Para ellos resulta inconcebible que el ataque ocurriera calibrado frente al tribunal y que el atacante lograra escapar.
Cobertura limitada
Aunque la Procuraduría Militar de la República cuenta con una Dispositivo de Protección a Víctimas y Testigos. son cobertura es limitada.
La protección se activa solo cuando hay un peligro comprobado, y no por el simple hecho de ser declarante. En la ejercicio, el sistema carece de presupuesto, personal e infraestructura para certificar un resguardo permanente.
El director ejecutor de la Asociación de Fiscales de la República Dominicana (Fiscaldom), Francisco Rodríguez, sostiene que la protección “existe solo en papel” y que los esfuerzos actuales dependen de la voluntad de cada fiscalía.
Según explicó, los testigos de homicidios, narcotráfico o corrupción solo reciben respaldo en casos de detención perfil o criminalidad organizada.
En esa ringlera, el abogado del Estado, José Alberto Ortiz, consideró que los mecanismos de protección a víctimas de delitos no alcanza siempre a los testigospese a que muchos de ellos resultan claves para sostener procesos penales.
“Nos quedamos cortos porque la protección solamente llega a lo que son las víctimaspero no todo declarante de un hecho es una víctima”, afirmó.
Ortiz explicó que la reglamento actual ofrece garantías avanzadas a víctimas de violencia de existencias, doméstica, inmaduro y sexual. “Ya existen casas de acogida donde se dispone la protección de estas personas, y la ley manda al Servicio Notorio a certificar la seguridad de la víctima cuando se siente amenazada”, manifestó.
Donación de testigos
El artículo 328 del Código Procesal Penal dominicano regula lo que sucede cuando un Testificador el versado debidamente citado no se presenta en el tribunal.

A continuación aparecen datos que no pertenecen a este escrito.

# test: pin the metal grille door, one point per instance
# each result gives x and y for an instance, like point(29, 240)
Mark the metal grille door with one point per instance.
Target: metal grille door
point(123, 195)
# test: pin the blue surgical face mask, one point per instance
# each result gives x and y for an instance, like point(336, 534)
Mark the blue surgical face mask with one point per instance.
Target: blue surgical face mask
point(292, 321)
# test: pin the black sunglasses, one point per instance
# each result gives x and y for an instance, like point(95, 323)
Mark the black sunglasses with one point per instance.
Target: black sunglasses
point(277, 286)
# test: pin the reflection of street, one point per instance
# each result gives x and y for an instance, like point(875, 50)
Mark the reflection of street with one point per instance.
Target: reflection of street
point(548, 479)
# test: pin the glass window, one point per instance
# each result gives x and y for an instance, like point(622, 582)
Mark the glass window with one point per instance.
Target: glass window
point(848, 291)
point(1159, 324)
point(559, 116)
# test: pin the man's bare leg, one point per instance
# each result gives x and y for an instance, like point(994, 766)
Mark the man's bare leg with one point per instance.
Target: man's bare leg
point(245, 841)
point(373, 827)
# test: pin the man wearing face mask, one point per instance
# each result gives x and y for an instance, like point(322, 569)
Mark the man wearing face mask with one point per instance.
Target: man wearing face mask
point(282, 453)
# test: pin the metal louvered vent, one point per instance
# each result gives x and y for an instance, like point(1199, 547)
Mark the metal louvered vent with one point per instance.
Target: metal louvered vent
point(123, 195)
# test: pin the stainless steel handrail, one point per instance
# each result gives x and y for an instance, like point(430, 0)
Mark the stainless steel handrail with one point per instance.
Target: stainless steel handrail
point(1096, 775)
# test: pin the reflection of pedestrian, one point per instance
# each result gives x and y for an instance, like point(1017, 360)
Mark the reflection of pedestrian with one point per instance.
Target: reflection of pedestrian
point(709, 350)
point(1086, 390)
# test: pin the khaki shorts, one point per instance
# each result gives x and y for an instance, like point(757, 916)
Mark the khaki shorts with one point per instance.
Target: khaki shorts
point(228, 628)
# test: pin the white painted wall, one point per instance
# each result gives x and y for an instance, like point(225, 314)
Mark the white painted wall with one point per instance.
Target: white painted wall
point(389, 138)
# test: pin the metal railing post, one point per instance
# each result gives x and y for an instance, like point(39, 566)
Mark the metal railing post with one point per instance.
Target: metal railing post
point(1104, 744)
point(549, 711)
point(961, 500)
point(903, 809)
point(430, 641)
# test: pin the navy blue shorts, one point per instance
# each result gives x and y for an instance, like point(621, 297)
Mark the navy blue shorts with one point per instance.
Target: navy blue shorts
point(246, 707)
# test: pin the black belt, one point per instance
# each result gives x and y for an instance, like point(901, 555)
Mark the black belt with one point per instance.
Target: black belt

- Si el declarante no comparece, el presidente del tribunal puede ordenar, a solicitud de alguna de las partes, que sea llevado por la fuerza pública.
- El árbitro puede requerir a la parte que presentó al declarante que colabore con la diligencia para certificar su apariencia.
- El seso solo se suspende si la presencia del declarante es absolutamente necesaria y no se puede continuar con otra prueba. Si no se localiza al declaranteel seso continúa sin esa enunciación, prescindiendo de esa prueba.